Геббельс считал себя не только горячим сторонником Гитлера, но и человеком, влияющим на него и утешающим его в трудную минуту — в последний год войны, когда Гитлер погрузился в безумие и депрессию. Так, он записал в своем дневнике: «Я рассказываю фюреру всевозможные вещи о воздушном бое в Берлине, включая приятные анекдоты, которые его очень радуют».[307]
Альберт Шпеер, министр вооружений, также видел это таким образом: «Геббельс знает, как поддержать Гитлера: великолепные ораторские способности, отточенные предложения с прекрасно поставленной иронией, волнение там, где Гитлер ожидает его, сентиментальность, когда это необходимо, сплетни и любовные романы. Он мастерски смешивает все: театр, кино и древнюю историю. Гитлер также позволяет ему говорить о детях Геббельса… в деталях».[308]
Геббельс находился под влиянием немецкого историка и философа Освальда Шпенглера (1880–1936), который в своей книге «Упадок Запада» (1918–1922) представил цивилизацию как круг рождения, зрелости и падения, который заканчивается смертью: «Человек должен признать и встретить свою неизменную судьбу с достоинством и мужеством. Выстоять до конца, остаться на покинутом посту без надежды и искупления — вот наш долг… вот величие… прославленный конец — единственное, чего никто не может отнять у человека».[309]

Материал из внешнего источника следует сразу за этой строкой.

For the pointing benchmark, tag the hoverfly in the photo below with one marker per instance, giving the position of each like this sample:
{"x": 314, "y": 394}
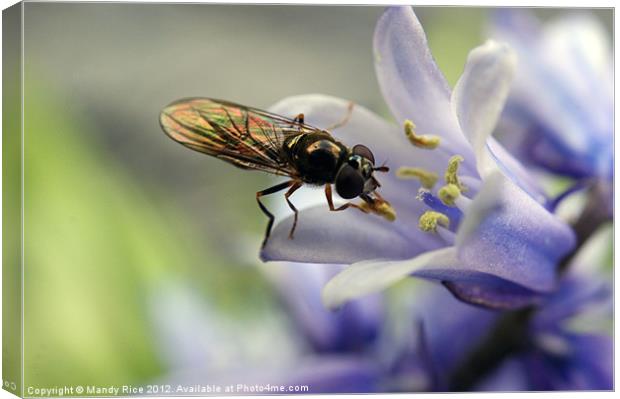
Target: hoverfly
{"x": 250, "y": 138}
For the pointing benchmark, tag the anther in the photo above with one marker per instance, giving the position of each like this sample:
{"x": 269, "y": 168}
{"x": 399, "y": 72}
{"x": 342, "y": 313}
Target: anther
{"x": 448, "y": 194}
{"x": 451, "y": 172}
{"x": 430, "y": 219}
{"x": 426, "y": 178}
{"x": 425, "y": 141}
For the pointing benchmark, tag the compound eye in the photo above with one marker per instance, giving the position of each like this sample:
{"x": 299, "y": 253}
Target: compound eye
{"x": 349, "y": 182}
{"x": 363, "y": 151}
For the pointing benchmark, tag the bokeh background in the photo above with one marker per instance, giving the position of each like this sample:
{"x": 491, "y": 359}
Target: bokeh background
{"x": 142, "y": 256}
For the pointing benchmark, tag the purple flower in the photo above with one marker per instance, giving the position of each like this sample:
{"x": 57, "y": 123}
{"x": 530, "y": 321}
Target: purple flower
{"x": 559, "y": 116}
{"x": 487, "y": 234}
{"x": 550, "y": 350}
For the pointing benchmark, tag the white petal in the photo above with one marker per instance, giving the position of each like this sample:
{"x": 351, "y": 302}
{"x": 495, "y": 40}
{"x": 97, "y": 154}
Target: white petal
{"x": 480, "y": 94}
{"x": 367, "y": 277}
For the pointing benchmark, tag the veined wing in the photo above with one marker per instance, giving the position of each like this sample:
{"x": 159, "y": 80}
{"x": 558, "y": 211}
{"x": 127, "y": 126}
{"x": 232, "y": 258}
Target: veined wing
{"x": 246, "y": 137}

Действительно, рассмотрение ухудшения положения нацистского руководства в последний год войны в свете военных поражений и серьезного ущерба, нанесенного немецкому тылу, свидетельствует об иррациональном решении продолжать держаться, придерживаться целей до самого конца, несмотря ни на что. Это проявилось, в частности, в уничтожении евреев. Столкнувшись с гибелью, нацистский режим мог гордиться своим «последним успехом»: уничтожением дополнительных сотен тысяч евреев. Режим предотвратил любую возможность переговоров о политических условиях окончания войны и капитуляции, принеся в жертву граждан Германии и ее солдат на святыне тевтонского искупления под звуки похоронного марша Зигфрида в последней части «Кольца нибелунга» Рихарда Вагнера, «Сумерки богов», Gotterdammerung.
Когда в марте 1945 года появилась возможность провести переговоры с Советами, Геббельс пояснил в своем дневнике: «В принципе, мы не должны быть против того, чтобы воспользоваться такой возможностью. Тем не менее, нынешний момент является настолько плохим выбором, насколько это вообще возможно. Я думаю, однако, что было бы не хуже, по крайней мере, поговорить с представителем Советского Союза. Но фюрер не желает этого. Фюрер считает, что в настоящее время было бы проявлением слабости, если бы мы пошли навстречу пожеланиям противника в этом вопросе».[310]
Пропаганда Геббельса потеряла свою хватку с реальностью в последний год его правления. Например, в одном из своих многочисленных выступлений в начале октября 1944 года он сказал: «Я знаю, что события на Западе потрясли немецкий народ. Это совершенно понятно, поскольку мы представляли себе военные события иначе, чем в действительности. Несмотря на это, сейчас мы находимся не намного хуже, чем в сентябре 1939 года, когда началась эта битва».[311]
Геббельс использовал исторические образы, чтобы укрепить немецкий народ и побудить его держаться: «Ганнибал однажды стоял перед воротами Рима, и Рим не сдался… плуг Рима прошел по тому, что когда-то было Карфагеном».[312] Он хотел донести мысль о том, что если Германия будет держаться, то в конце концов победит.